Autora: Carmen Cascón Matas
Publicado: Béjar en Madrid, nº 4521. Noviembre de 2008
La amiga de Antonia Hernández Ajero, María Peña García, natural de Candelario, había tenido una trayectoria personal parecida a la de Antonia, pues había enviudado al poco de casarse con Francisco Sánchez Barruelo, sin tener tiempo de darle ningún vástago. María tomó el nombre de María de Jesús, a la vez que hizo votos de pobreza, castidad y obediencia, ganando su sustento hilando. Por ambas vías conocería, suponemos, Antonia a María, tanto por su fama de santidad como por la dedicación al textil, aunque en distinta medida. La una pobre y extremadamente beata, la otra rica y con aspiraciones piadosas; la una le dio a la otra lo que le faltaba; las uniría la viudedad, la devoción y la lana.
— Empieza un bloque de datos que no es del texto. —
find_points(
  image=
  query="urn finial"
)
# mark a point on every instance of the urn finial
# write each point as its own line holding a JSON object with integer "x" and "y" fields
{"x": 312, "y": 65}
La Morala, llamada así por su apellidos maternos, García Morales, experimentaría en casa de Antonia las experiencias místicas que todos conocemos por los relatos de don Juan Muñoz, visiones aquellas en las que vio a la Virgen sentada a los pies de la cruz, sosteniendo en los brazos a Su Hijo muerto, en medio de un coro de ángeles que cantaban el himno del Stabat Mater Dolorosa. María relató después que la Virgen le dijo: Vengo para concederte lo que me pides. Coloca en la iglesia del Convento San Francisco una imagen mía en la que yo esté representada tal como aquí me ves. Y diciendo esto, sacó una llave y, por la llaga del costado,abrió el pecho y habló: Aquí está el amor. Pon aquí tu corazón.